I have no idea how you get Substack back to its ZIRP-era $650 million valuation, but survival? Yeah, Substack is going to make it. Good.
Do today’s best startups need venture capital?
The other day on TWiST, Jason and I hosted Roy Lee of Columbia and Amazon-interviewing fame. He built a tool that made it possible to use AI tools during remote technical interviews with tech companies. It worked so well he got some offers, which he turned into a viral stunt by rejecting them and talking to the press.
In terms of academia-corporate relations, Lee is a catastrophe for Columbia. Amazon tattled on Lee after he shared a video of him using his little tool during an interview with the ecommerce giant, leading to Columbia making a stink about punishing him. What’s hilarious is that Lee doesn’t intend to finish his time at the university and instead has already scaled the product he built off his little hack to a $1 million run rate.
I bring all this up because Lee is the sort of person that venture investors want to back.

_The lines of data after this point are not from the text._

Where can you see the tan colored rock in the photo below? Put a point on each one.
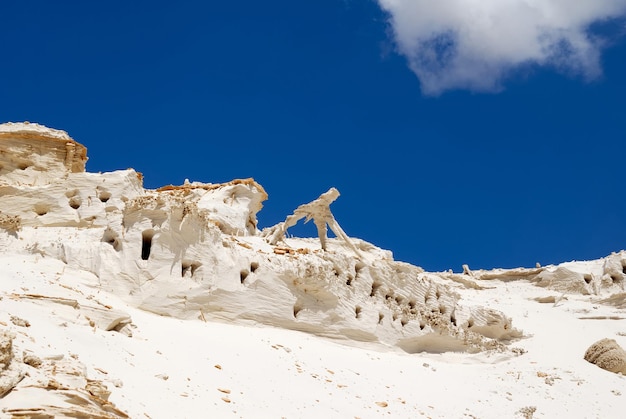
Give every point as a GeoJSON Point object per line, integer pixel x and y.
{"type": "Point", "coordinates": [608, 355]}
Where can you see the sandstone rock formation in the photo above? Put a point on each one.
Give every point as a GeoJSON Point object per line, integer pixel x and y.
{"type": "Point", "coordinates": [195, 251]}
{"type": "Point", "coordinates": [608, 355]}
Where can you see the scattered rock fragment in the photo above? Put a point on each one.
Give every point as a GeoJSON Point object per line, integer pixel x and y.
{"type": "Point", "coordinates": [31, 359]}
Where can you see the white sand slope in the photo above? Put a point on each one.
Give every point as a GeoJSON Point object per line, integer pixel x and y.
{"type": "Point", "coordinates": [116, 301]}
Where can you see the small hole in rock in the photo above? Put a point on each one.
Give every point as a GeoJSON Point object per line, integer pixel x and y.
{"type": "Point", "coordinates": [74, 202]}
{"type": "Point", "coordinates": [375, 286]}
{"type": "Point", "coordinates": [243, 275]}
{"type": "Point", "coordinates": [110, 237]}
{"type": "Point", "coordinates": [188, 268]}
{"type": "Point", "coordinates": [358, 267]}
{"type": "Point", "coordinates": [41, 209]}
{"type": "Point", "coordinates": [146, 243]}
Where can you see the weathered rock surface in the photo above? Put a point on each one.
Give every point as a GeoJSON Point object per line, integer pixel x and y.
{"type": "Point", "coordinates": [195, 251]}
{"type": "Point", "coordinates": [608, 355]}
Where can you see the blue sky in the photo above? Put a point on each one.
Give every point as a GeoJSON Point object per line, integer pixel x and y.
{"type": "Point", "coordinates": [454, 134]}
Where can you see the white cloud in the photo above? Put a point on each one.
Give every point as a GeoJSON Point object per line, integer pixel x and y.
{"type": "Point", "coordinates": [475, 44]}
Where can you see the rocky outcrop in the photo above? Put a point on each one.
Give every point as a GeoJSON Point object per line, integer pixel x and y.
{"type": "Point", "coordinates": [32, 154]}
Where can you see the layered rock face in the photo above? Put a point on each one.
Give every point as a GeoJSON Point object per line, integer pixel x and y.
{"type": "Point", "coordinates": [195, 251]}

Why? He’s clearly technically able to build something interesting, create buzz around it, and monetize his efforts. That’s a lethal combination in the startup game. The fact that he’s razzing incumbents while doing so? A cherry atop the cake.
But when my co-host brought up the idea of putting some of his capital into whatever it Lee decides to eventually build, the college-age maverick politely declined. Why? Because his little company is already airdropping revenue all over his head. Why raise equity funding when you can simply open up a spigot and let income funnel in?

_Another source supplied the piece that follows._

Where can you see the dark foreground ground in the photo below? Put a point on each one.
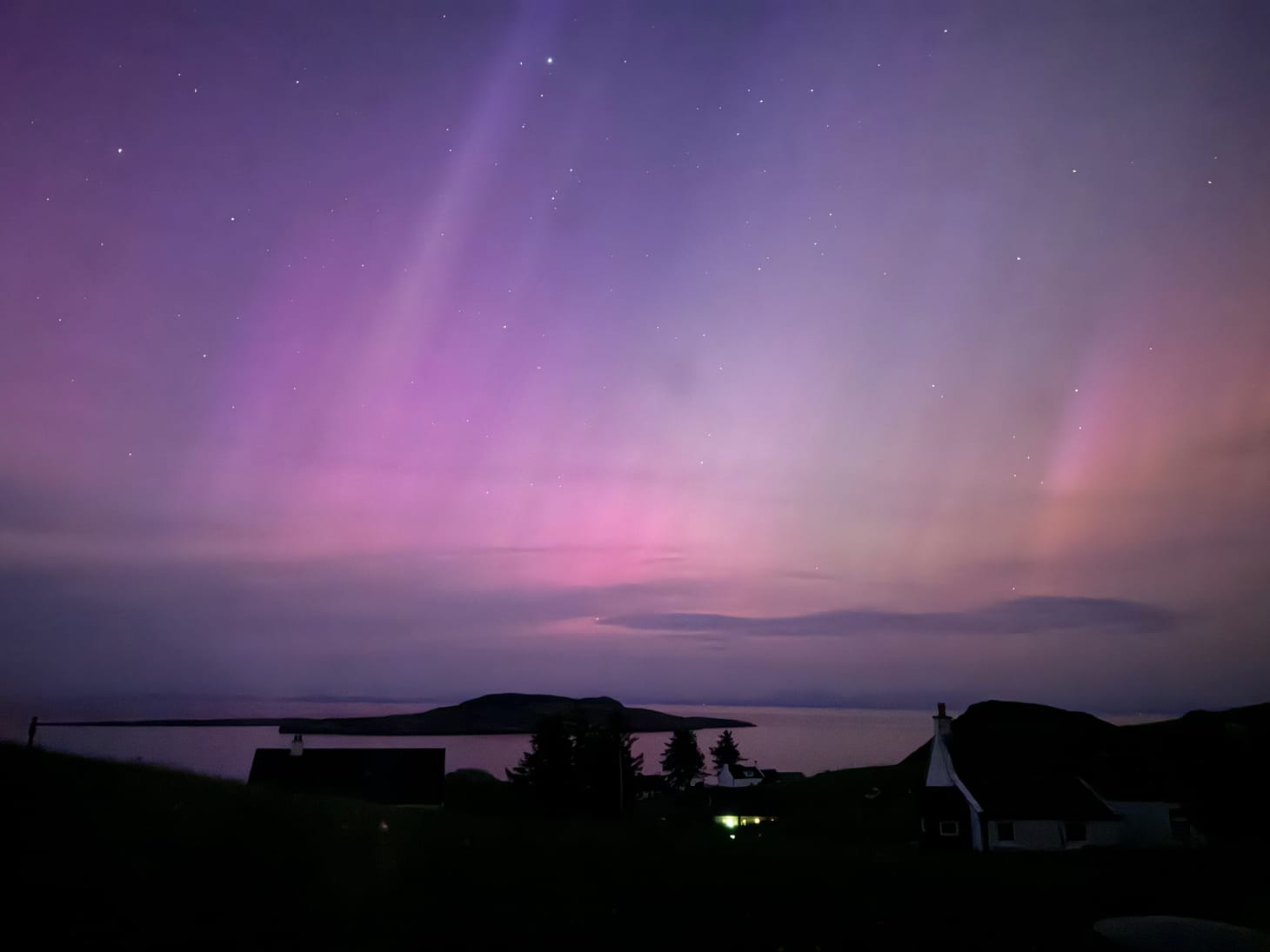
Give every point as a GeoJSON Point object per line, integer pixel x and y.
{"type": "Point", "coordinates": [104, 855]}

Lee is a microcosm of what’s going on in the market today. The best startups today are:
Growing faster than ever: Lovable, Cursor, Mercor, ElevenLabs and others are posting insane growth curves. It’s bonkers.
Able to do more with fewer humans: Small teams are in, big teams are out.
Not wedded to conventional sales methods: Given that AI tools often offer workers a personal productivity upgrade, they sell themselves to both users and companies alike.
The result of the above is more valuable, less expensive startups. That’s a great model to build founder and early employee wealth, but does seem to tilt the balance away from venture capital as a ~requirement for scale.
I’m at least partially full of shit here, to be clear. Lovable raised $15 million. Cursor has raised a lot of capital tool, as has ElevenLabs. So, no, some of the best-known startups today are still tapping venture coffers. But I’ll bet you a nickel that, compared to the SaaS era, venture dollars invested per dollar of ARR is going down. And the further down it goes, the less startups will need external capital. The best, most enticing startups, at least.